[07:01] <edsu_> soultcer: hi :-) i was looking at your tinyarchive/tinyback code and was wondering at the intended workflow of the admin scripts for building a release
[07:03] <edsu> soultcer: also, looking at the problem the tracker is having right now, lots of sporadic database locked errors, and thinking about switching it over to postgres instead
[07:04] <edsu> soultcer: luckily that appears to be a relatively easy change given the way you used web.py
[07:04] <edsu> soultcer: little matter of porting the sqlite database to postgres ...
[07:07] <edsu> soultcer: and ... just wanted to say how it was nice code to read :)
[08:51] <edsu> pft: if you are curious about postgres changes i made https://github.com/edsu/tinyarchive/commit/1f6e95ed60b0655d01d38e7c49fd99b24d0f6bb1
[08:52] <edsu> pft: if you (or anyone else) want to help me kick the tires on it, point your tinyback at http://ec2-54-204-142-70.compute-1.amazonaws.com:8080/
[09:16] <edsu> opened an issue ticket to track the work too https://github.com/ArchiveTeam/tinyarchive/issues/2
[10:31] <GLaDOS> edsu: btw, you now have commit access to the urlteam repos
[10:34] <edsu> thanks!
[10:43] <edsu> still need to figure out how to generate a release
[15:20] <soultcer> edsu: To be honest, I think the tracker code is horrible. The whole tracker + sqlite thing was more of a test implementation and then it worked "okay enough" to let it be
[15:20] <soultcer> About the release process: There are two separate parts to the tinyarchive project: The tracker, and the main database
[15:21] <soultcer> The tracker hands out tasks and temporarily stores their results. The main database holds all the shortlinks. Periodically the finished tasks from the tracker are removed, and imported into the main db
[15:22] <soultcer> The advantage is that you can have a well-connected server with little storage run the tracker, while the main db previously was stored on my home server (unstable internet connection, but way better hardware/storage)

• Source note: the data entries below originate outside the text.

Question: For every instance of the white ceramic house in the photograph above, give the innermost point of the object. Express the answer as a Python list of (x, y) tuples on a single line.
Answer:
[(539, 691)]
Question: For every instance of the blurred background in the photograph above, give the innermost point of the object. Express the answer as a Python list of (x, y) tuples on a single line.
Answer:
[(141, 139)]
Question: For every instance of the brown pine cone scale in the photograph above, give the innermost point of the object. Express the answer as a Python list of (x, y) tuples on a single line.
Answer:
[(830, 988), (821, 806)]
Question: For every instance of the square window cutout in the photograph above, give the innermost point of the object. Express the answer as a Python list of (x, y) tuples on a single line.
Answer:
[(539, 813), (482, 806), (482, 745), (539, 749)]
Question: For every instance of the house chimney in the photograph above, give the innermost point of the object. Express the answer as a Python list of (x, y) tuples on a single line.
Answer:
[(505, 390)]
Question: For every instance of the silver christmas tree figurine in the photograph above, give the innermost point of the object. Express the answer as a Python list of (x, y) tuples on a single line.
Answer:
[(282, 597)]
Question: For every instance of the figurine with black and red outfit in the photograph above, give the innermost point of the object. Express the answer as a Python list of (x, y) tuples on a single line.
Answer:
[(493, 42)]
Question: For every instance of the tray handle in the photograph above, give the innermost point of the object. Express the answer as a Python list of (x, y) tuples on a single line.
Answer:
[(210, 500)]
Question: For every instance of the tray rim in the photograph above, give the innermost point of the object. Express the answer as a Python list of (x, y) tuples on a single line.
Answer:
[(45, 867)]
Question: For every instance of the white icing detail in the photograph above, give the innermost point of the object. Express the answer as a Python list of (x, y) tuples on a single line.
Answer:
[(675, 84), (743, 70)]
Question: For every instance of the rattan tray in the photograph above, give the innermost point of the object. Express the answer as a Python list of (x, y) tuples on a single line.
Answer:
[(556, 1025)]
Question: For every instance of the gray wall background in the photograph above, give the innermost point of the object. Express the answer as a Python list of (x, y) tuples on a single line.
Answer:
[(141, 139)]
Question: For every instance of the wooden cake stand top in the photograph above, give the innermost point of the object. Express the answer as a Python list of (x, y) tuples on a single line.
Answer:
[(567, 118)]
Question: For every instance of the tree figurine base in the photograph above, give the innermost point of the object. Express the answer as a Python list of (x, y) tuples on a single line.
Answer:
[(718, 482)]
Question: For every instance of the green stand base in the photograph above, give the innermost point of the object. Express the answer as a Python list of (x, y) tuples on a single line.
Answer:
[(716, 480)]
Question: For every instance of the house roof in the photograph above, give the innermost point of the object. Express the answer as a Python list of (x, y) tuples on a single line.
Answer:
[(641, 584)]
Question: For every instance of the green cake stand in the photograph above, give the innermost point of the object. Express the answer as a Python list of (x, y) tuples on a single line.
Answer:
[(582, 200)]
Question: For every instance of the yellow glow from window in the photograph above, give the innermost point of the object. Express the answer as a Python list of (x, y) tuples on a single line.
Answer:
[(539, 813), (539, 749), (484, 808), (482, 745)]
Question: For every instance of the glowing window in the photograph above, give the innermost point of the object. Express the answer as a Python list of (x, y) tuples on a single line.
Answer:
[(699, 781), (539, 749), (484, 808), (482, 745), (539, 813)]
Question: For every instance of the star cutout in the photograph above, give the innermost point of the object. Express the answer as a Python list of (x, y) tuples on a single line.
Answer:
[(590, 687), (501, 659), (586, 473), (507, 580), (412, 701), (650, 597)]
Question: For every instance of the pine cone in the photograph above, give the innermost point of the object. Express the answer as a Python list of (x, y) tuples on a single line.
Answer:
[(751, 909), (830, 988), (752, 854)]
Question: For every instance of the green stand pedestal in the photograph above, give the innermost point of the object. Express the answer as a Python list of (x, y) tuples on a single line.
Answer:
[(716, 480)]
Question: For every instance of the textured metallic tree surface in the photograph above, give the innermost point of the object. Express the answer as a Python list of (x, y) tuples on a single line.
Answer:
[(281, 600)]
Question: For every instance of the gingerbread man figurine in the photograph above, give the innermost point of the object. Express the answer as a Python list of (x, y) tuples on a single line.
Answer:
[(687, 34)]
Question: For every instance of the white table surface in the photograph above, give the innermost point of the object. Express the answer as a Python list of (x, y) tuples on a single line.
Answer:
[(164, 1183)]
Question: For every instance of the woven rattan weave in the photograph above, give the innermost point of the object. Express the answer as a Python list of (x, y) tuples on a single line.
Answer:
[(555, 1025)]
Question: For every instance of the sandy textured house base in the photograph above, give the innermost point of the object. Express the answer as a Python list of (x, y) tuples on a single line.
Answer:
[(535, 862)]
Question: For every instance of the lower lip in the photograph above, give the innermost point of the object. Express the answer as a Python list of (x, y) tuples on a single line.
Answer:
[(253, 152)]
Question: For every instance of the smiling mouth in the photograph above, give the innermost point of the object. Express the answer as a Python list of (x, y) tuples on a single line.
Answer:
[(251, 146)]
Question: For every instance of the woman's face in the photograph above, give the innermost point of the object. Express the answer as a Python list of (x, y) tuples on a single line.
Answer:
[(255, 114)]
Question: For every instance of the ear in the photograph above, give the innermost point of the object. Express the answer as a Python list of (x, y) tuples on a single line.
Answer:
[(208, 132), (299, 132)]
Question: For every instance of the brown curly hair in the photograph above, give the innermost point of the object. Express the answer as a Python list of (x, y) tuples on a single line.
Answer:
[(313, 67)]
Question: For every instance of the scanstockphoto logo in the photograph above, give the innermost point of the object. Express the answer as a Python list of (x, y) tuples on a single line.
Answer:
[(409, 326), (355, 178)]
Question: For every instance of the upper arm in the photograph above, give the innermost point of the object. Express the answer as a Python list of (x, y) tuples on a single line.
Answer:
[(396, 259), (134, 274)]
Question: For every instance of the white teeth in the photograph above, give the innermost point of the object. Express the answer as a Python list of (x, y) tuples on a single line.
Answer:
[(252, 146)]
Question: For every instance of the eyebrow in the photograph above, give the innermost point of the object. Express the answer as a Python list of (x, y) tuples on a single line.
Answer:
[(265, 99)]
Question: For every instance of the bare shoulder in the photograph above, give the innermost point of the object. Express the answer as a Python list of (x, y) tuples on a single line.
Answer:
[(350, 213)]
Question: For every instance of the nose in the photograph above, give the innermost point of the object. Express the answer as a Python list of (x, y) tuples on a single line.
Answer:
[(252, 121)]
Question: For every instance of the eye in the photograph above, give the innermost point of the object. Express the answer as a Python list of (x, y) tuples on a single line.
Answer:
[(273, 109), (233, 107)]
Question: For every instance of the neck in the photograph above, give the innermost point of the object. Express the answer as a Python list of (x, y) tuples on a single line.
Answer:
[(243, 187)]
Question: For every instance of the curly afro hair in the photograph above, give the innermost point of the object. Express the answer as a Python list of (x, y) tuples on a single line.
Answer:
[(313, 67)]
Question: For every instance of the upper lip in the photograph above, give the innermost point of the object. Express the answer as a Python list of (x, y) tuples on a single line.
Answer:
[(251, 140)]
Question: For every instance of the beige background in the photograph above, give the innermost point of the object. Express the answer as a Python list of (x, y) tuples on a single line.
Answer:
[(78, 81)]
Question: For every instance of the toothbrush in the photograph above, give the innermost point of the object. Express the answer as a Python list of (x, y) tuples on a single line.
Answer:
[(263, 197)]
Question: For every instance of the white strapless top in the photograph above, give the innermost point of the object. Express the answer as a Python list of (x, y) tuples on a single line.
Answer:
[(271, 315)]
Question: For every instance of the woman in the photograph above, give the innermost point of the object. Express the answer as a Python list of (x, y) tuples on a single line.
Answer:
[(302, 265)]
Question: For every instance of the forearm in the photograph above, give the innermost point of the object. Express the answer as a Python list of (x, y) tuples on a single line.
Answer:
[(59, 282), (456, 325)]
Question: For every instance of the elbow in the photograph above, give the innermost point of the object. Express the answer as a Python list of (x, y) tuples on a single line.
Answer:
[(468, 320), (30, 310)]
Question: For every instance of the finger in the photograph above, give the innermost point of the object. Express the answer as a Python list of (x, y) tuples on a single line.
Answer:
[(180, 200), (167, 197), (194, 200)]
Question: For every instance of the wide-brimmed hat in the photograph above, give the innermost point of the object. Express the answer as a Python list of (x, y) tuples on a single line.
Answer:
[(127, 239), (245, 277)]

[15:23] <soultcer> The main database is a collection of berkeleydb databases, one database for each "service" (= url shortener). The implementation for that is in the tinyarchive/database.py file.
[15:24] <soultcer> If you want to create your own db, you'll need to import the last release from http://urlte.am/ first. Download it, then use release_import.py to import it. The DB needs about 500 GB if I remember correctly.
[15:25] <soultcer> Then you can import tasks using import.py.
[15:25] <soultcer> And every 6 months or so a new release is created using create_release.py
[15:27] <soultcer> To make it easier to get a new release via BitTorrent, it is a good to have unchanged files if no shortcode has changed. Because the files are also xz-compressed, this requires some tricks.
[15:28] <soultcer> create_release.py compares the newly created files to the files from the previous release (--old-release= switch). If the uncompressed versions match, it just copies the compressed file from the old release instead of recompressing it.
[15:28] <soultcer> This saves time (xz compression is slow) and allows BitTorrent to recognize the file as unchanged.
[15:29] <soultcer> Okay, now some more things about the tracker:
[15:30] <soultcer> I saw a mention in scrollback about allowing "admin rights" for connections from 127.0.0.1: web.py understands the x-forwarded-for header and it is crucial that whatever proxy runs in front of the tracker sends this header.
[15:31] <soultcer> a) Because otherwise every user could create/retrieve/delete tasks and b) because the tracker only hands out 1 task per service per IP address
[15:31] <soultcer> So if the tracker only sees 127.0.0.1 as IP address, it will not hand out tasks correctly.
[15:32] <soultcer> Also, there should only be one thread running for the tracker. I used nginx to make sure that only 1 connection was forwarded at a time.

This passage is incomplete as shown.